Since Rivian wants to own the insurance and service pieces of the customer experience as well, it believes it can make $8,700 and $3,500, respectively, per vehicle from those offerings. Add in what Rivian will make on trade-ins and resales, and on charging, and it says it expects to be able to make nearly $70,000 per vehicle over its lifetime and a similar amount for its commercial vehicles.
Especially when compared to other EV startups, Rivian played a very slow hand since its founding in 2009 — but it’s one that paid off in billions of dollars of investments from some of the biggest companies and financial institutions in the world. And it’s now one of the very first to follow Tesla into the extremely challenging arena of mass-manufacturing electric vehicles.
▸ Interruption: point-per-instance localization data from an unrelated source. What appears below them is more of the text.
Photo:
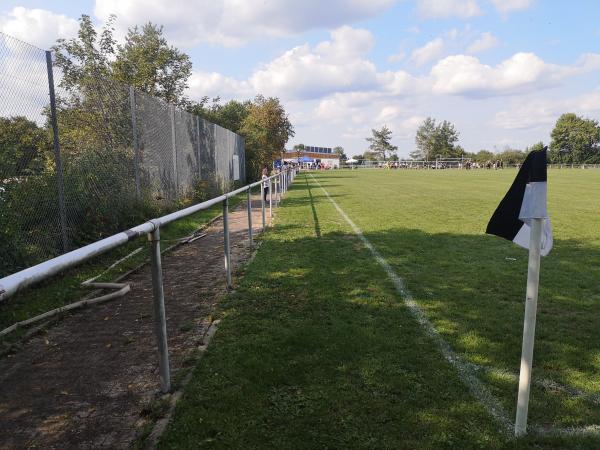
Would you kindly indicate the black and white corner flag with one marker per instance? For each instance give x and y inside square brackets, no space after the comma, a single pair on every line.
[525,200]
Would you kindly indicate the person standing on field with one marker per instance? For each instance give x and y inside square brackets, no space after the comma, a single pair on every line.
[265,179]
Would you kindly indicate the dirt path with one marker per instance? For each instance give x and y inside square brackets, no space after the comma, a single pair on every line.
[83,383]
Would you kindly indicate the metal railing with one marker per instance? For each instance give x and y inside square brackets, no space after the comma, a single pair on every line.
[278,184]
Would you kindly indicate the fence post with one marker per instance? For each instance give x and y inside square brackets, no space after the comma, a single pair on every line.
[199,148]
[262,203]
[226,241]
[160,321]
[62,209]
[136,147]
[250,216]
[271,186]
[174,146]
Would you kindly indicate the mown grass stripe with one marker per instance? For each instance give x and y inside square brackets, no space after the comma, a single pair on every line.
[465,370]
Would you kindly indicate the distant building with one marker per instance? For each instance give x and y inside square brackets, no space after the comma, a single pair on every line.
[311,156]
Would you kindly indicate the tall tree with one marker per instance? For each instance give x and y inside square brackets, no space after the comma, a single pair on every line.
[147,62]
[379,143]
[425,139]
[433,140]
[267,129]
[88,56]
[575,140]
[24,148]
[340,152]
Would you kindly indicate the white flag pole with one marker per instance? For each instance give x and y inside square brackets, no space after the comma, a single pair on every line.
[533,279]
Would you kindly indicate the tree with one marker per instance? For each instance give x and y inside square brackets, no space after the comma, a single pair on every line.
[267,129]
[380,143]
[145,61]
[512,156]
[340,152]
[575,140]
[148,63]
[230,115]
[368,156]
[425,140]
[86,57]
[483,156]
[24,148]
[433,140]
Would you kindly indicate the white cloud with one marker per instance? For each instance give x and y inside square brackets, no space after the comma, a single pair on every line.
[507,6]
[336,65]
[235,22]
[466,75]
[485,42]
[430,51]
[397,57]
[37,26]
[535,113]
[464,9]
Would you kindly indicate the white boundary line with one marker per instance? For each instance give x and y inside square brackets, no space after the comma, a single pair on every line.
[467,371]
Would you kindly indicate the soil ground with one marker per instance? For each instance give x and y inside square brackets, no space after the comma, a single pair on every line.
[84,382]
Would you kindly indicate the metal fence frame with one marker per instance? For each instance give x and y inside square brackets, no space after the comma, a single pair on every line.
[279,183]
[192,158]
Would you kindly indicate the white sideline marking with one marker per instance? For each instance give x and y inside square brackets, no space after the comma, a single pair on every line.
[465,370]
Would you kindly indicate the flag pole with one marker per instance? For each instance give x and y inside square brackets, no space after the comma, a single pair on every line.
[533,279]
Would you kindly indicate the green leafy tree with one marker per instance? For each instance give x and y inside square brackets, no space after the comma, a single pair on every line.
[379,143]
[513,156]
[267,129]
[483,156]
[340,152]
[575,140]
[24,148]
[147,62]
[368,156]
[433,140]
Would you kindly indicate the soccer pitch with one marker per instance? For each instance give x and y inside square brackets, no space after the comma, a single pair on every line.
[317,347]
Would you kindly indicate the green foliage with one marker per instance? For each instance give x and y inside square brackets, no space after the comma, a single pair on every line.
[25,148]
[433,140]
[148,63]
[340,152]
[266,128]
[379,143]
[230,115]
[575,140]
[483,156]
[368,156]
[512,156]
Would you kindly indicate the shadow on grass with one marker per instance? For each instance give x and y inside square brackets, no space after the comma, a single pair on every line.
[316,349]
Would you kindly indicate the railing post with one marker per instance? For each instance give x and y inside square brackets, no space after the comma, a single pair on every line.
[262,203]
[160,321]
[136,148]
[174,148]
[250,216]
[62,209]
[226,241]
[271,186]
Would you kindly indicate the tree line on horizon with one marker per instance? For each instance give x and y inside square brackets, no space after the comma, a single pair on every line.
[574,140]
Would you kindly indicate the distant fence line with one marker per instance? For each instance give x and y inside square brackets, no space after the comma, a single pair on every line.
[78,164]
[444,164]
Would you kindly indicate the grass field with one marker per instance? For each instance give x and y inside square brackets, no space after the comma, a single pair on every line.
[66,288]
[318,350]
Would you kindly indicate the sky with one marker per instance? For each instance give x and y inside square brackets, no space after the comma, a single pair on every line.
[502,71]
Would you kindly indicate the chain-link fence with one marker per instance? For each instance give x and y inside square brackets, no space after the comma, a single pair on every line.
[81,161]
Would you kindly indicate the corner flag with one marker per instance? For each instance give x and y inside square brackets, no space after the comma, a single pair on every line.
[525,200]
[522,218]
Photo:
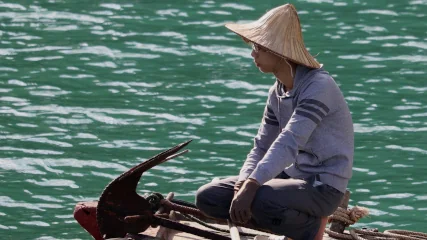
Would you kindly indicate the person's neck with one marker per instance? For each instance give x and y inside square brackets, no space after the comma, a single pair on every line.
[283,74]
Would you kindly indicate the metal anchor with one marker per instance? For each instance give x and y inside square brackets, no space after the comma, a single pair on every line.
[121,210]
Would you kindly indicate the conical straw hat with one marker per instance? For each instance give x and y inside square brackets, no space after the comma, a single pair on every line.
[279,31]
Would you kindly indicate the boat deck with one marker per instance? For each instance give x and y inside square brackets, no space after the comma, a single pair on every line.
[168,234]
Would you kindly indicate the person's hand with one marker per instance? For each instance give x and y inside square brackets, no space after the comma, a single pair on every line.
[240,210]
[237,186]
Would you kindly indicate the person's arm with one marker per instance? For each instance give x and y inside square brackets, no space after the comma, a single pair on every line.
[314,103]
[267,133]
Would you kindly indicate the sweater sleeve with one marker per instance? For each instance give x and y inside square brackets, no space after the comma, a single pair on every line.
[315,102]
[267,133]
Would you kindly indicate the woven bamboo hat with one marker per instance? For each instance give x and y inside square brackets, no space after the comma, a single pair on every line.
[279,31]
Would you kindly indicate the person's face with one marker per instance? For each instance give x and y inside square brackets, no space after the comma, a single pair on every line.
[264,59]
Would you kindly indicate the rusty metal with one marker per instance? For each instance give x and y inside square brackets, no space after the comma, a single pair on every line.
[120,199]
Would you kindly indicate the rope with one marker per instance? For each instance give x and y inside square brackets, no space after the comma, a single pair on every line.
[215,228]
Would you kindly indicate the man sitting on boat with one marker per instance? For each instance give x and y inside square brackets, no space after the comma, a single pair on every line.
[298,170]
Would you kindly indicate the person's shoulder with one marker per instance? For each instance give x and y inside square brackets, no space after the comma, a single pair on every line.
[321,79]
[273,88]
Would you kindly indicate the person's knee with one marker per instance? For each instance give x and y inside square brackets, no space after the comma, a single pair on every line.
[262,202]
[202,196]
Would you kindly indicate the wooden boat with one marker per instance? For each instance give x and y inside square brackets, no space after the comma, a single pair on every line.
[121,213]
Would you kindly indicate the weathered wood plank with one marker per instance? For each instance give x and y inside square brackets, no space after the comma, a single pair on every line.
[174,235]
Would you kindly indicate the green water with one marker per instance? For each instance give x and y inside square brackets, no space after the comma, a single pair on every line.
[90,88]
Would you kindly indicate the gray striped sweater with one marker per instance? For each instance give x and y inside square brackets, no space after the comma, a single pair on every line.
[306,131]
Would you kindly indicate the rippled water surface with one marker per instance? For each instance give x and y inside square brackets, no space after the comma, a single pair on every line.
[89,89]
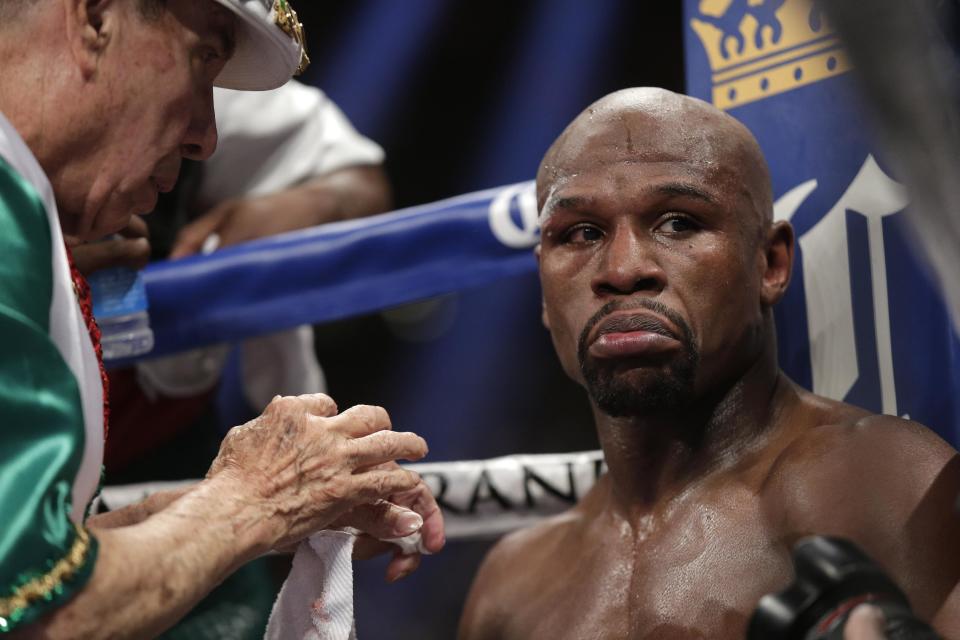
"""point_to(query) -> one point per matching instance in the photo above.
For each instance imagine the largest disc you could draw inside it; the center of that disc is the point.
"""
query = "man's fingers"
(191, 238)
(361, 420)
(319, 404)
(385, 446)
(378, 484)
(401, 566)
(382, 519)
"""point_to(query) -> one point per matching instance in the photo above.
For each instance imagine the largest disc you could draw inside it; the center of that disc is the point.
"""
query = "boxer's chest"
(698, 575)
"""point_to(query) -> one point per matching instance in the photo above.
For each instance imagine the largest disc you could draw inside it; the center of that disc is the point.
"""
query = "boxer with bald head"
(660, 264)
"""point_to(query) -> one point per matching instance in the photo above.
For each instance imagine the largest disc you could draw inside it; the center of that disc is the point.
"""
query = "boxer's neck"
(653, 458)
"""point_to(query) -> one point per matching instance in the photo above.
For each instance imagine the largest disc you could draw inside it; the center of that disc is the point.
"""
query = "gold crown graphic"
(760, 48)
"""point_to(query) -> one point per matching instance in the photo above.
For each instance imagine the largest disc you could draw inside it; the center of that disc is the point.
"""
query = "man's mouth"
(632, 335)
(163, 184)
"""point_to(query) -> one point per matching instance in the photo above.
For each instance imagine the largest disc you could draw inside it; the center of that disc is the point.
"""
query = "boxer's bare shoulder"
(888, 483)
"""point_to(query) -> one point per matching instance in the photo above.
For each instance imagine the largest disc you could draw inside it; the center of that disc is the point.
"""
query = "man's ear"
(86, 31)
(544, 317)
(777, 262)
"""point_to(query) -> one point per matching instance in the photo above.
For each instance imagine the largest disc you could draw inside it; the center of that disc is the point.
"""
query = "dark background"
(465, 96)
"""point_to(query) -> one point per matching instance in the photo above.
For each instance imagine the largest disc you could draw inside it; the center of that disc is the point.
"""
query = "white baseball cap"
(270, 46)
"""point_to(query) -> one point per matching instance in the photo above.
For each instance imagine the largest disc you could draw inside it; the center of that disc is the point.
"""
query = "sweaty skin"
(658, 238)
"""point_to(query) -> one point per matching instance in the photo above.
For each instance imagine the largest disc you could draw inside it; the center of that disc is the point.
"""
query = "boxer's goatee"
(619, 394)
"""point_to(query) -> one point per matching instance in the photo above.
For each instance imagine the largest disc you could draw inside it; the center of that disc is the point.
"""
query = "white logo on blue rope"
(514, 218)
(827, 281)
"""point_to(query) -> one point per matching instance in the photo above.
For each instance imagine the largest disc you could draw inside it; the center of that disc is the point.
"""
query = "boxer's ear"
(89, 27)
(776, 262)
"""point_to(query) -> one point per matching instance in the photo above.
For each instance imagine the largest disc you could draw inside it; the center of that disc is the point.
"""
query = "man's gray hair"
(151, 9)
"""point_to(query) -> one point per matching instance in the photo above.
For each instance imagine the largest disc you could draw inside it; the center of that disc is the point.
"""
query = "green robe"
(51, 412)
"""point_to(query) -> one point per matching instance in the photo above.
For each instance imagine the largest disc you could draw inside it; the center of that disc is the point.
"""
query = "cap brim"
(264, 56)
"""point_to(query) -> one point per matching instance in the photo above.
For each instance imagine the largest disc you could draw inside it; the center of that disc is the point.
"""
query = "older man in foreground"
(99, 101)
(660, 263)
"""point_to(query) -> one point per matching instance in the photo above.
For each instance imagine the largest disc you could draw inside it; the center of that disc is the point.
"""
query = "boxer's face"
(649, 261)
(155, 105)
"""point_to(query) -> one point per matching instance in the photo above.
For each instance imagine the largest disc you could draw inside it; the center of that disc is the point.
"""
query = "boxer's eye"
(676, 224)
(582, 234)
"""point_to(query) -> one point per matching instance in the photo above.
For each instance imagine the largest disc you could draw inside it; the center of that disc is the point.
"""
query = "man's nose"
(628, 264)
(200, 141)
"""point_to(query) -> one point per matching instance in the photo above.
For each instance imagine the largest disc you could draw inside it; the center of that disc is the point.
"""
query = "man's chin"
(636, 393)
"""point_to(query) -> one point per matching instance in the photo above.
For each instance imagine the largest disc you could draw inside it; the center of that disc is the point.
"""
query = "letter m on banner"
(862, 321)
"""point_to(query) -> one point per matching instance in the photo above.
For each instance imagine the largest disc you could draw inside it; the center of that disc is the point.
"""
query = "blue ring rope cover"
(343, 269)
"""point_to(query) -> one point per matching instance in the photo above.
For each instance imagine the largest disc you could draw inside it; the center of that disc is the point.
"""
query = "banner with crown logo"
(862, 321)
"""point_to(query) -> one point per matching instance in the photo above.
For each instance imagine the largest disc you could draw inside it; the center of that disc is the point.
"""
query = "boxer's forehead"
(675, 133)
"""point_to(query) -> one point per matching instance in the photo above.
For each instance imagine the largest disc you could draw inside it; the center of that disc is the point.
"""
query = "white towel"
(316, 601)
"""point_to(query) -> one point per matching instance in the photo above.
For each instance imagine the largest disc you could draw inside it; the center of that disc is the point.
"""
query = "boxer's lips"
(633, 336)
(163, 184)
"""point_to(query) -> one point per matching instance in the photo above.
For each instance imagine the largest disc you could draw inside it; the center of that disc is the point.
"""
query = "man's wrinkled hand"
(304, 466)
(384, 520)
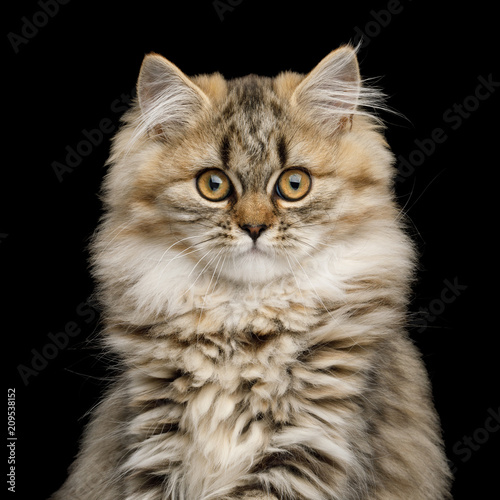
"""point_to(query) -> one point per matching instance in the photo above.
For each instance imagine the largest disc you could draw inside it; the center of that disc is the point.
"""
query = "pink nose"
(254, 230)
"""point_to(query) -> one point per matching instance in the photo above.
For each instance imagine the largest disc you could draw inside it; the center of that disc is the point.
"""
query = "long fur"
(274, 369)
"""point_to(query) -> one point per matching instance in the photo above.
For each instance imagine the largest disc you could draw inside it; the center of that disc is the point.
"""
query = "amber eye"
(293, 184)
(213, 185)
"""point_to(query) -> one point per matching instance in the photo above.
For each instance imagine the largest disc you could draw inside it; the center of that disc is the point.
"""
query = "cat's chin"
(254, 266)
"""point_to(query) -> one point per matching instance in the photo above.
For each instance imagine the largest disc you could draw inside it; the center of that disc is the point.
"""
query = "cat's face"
(249, 179)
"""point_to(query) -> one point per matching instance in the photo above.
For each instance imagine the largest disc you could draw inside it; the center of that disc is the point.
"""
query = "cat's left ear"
(168, 99)
(329, 94)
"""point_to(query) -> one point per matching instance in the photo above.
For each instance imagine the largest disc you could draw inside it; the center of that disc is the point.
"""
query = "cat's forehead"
(251, 127)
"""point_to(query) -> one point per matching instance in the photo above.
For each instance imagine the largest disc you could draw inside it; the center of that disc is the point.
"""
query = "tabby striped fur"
(278, 373)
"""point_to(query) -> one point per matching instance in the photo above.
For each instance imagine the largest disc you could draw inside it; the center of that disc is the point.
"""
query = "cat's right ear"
(168, 99)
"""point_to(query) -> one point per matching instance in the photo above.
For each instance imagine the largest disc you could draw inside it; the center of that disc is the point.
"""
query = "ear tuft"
(332, 92)
(168, 99)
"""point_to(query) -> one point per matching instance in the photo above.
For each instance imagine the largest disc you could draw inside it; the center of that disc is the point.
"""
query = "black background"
(72, 73)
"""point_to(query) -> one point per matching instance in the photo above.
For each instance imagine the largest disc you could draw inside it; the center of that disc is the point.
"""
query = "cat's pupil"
(294, 181)
(214, 182)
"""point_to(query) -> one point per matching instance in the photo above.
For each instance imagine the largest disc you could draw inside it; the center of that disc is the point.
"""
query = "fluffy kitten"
(254, 274)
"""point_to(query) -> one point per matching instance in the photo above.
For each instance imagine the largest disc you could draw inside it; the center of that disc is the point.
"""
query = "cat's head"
(248, 179)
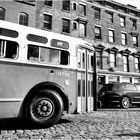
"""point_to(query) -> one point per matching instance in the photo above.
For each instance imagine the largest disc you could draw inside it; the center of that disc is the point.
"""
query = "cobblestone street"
(103, 124)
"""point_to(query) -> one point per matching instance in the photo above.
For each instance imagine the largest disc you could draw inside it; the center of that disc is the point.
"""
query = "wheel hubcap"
(43, 108)
(125, 102)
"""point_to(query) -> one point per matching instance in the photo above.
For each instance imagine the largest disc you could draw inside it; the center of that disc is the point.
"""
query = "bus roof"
(48, 34)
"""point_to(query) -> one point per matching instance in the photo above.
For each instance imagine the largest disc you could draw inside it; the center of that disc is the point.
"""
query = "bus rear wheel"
(45, 108)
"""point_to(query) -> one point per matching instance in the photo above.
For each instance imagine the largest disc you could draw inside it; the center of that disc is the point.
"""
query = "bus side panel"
(17, 79)
(67, 80)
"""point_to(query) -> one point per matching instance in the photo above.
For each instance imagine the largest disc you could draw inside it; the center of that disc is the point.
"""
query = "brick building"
(113, 29)
(18, 11)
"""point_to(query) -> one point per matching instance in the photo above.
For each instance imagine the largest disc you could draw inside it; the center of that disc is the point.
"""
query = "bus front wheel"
(45, 108)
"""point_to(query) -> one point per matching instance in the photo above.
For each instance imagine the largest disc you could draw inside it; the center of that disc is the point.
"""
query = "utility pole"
(94, 81)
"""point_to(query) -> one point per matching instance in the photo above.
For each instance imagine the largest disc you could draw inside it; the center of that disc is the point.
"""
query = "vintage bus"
(43, 74)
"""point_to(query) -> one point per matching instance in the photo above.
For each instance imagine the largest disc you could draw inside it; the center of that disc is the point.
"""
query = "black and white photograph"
(69, 69)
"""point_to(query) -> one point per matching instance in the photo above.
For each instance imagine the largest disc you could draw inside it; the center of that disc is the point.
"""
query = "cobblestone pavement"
(104, 124)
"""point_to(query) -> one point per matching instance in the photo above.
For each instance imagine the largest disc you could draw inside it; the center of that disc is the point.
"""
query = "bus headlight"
(67, 82)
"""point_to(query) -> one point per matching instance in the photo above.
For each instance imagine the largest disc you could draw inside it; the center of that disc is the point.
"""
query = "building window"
(66, 25)
(137, 64)
(125, 63)
(99, 59)
(82, 29)
(75, 24)
(66, 5)
(111, 36)
(97, 32)
(74, 6)
(135, 41)
(122, 21)
(97, 13)
(112, 59)
(23, 19)
(47, 21)
(48, 2)
(110, 17)
(2, 13)
(124, 39)
(82, 9)
(134, 24)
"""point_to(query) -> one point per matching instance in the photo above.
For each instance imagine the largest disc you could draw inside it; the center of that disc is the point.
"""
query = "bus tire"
(45, 108)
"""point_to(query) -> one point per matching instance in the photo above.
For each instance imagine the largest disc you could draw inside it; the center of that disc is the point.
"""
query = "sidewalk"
(104, 124)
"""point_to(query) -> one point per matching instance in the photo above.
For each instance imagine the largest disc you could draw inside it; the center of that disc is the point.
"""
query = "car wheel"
(125, 102)
(45, 108)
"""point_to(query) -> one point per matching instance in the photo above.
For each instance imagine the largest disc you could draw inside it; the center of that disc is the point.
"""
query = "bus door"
(84, 81)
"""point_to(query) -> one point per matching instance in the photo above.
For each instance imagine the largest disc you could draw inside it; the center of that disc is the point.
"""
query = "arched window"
(23, 19)
(2, 13)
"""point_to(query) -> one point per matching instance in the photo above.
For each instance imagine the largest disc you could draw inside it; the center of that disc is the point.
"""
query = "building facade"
(19, 12)
(111, 27)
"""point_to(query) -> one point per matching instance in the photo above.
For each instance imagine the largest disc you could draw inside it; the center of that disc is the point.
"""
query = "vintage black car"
(123, 94)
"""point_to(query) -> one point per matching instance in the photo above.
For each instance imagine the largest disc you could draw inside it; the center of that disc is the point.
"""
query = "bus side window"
(48, 55)
(33, 53)
(64, 58)
(8, 49)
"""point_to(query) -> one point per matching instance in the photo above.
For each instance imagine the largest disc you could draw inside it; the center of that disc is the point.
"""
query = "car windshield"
(107, 87)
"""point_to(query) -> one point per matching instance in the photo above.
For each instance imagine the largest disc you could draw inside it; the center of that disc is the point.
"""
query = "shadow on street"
(16, 123)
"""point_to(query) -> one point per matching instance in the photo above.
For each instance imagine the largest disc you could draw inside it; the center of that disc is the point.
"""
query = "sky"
(135, 3)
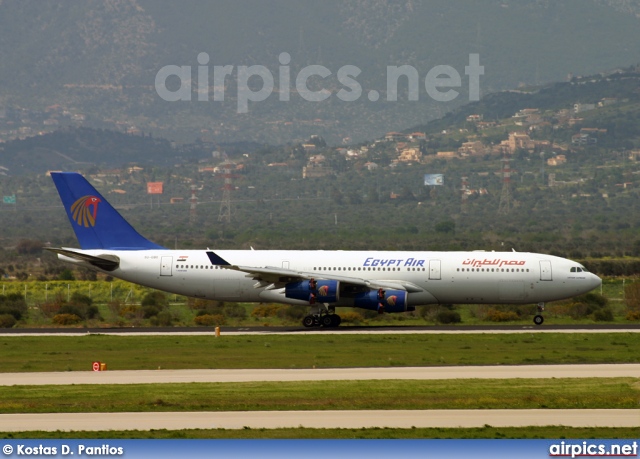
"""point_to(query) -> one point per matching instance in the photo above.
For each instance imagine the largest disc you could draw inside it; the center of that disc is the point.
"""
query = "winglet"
(217, 260)
(96, 223)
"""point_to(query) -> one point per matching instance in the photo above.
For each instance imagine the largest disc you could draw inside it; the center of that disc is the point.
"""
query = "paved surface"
(319, 419)
(323, 374)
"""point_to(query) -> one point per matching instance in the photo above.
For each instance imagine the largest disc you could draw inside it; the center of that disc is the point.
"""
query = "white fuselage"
(433, 277)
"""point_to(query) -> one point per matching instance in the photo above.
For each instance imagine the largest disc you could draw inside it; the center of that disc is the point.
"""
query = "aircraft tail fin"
(96, 223)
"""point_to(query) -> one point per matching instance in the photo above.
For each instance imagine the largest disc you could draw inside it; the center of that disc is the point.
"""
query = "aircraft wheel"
(326, 321)
(308, 321)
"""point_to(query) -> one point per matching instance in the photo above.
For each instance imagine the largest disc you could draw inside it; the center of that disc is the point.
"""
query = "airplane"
(383, 281)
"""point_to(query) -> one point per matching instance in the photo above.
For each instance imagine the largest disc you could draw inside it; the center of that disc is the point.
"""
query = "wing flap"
(280, 276)
(106, 262)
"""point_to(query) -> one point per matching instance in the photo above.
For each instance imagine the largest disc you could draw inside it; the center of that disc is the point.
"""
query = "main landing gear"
(321, 314)
(538, 319)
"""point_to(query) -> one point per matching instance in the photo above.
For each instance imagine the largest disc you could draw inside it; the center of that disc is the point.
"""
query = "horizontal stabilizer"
(217, 260)
(105, 262)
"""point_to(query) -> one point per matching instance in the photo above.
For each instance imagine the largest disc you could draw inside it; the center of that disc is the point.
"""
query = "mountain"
(101, 58)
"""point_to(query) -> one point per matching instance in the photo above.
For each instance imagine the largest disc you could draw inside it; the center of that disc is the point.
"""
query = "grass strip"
(618, 393)
(487, 432)
(63, 353)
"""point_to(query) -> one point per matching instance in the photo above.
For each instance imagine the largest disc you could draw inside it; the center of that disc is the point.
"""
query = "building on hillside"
(447, 154)
(520, 141)
(410, 155)
(579, 108)
(472, 148)
(557, 160)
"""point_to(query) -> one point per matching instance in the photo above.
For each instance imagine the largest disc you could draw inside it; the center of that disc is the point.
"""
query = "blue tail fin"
(96, 223)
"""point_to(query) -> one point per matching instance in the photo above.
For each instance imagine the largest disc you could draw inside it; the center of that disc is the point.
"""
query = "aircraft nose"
(595, 281)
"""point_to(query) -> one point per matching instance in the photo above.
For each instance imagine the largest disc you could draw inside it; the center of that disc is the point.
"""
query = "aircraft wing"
(281, 276)
(106, 262)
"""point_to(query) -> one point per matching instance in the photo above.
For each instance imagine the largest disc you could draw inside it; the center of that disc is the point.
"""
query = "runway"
(404, 419)
(323, 374)
(320, 419)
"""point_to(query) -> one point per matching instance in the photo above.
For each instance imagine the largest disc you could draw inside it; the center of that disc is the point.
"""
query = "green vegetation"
(461, 394)
(382, 433)
(71, 353)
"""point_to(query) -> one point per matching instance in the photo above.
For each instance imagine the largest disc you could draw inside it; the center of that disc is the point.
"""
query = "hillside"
(99, 59)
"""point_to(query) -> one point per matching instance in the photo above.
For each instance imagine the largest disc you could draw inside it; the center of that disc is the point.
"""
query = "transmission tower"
(193, 204)
(225, 205)
(505, 197)
(465, 194)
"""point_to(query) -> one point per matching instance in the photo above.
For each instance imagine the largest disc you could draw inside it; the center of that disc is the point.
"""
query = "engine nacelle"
(393, 301)
(325, 291)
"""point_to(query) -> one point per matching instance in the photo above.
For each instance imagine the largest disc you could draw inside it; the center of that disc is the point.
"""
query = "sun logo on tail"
(85, 210)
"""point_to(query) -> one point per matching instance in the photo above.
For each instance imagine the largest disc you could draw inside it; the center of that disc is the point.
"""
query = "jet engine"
(382, 301)
(322, 291)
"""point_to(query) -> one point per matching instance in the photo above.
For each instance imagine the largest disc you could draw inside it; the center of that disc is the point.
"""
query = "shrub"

Only one other startup has followed a similar trajectory: Lucid Motors, which is also finally going into production at the moment. Some of the beats of Lucid Motors’ story are different — it went the SPAC route instead of an IPO, for instance. But the same core question remains: what sacrifices or tradeoffs were made in order to achieve this goal?
In Lucid Motors’ case, it found salvation and the necessary funding by handing over ownership of the company to Saudi Arabia. Rivian’s S-1 doesn’t reveal the same kind of transfer of power, and common sense provided that Amazon was going to be an important part of its future. The S-1 helps describe Amazon’s gravity in this relationship — an immeasurable force that Amazon founder Jeff Bezos teased at in a rare tweet earlier this week.
“Rivian team is world class, and @RJScaringe is one of the greatest entrepreneurs I’ve ever met,” he wrote. “Now, RJ, where are our vans?!”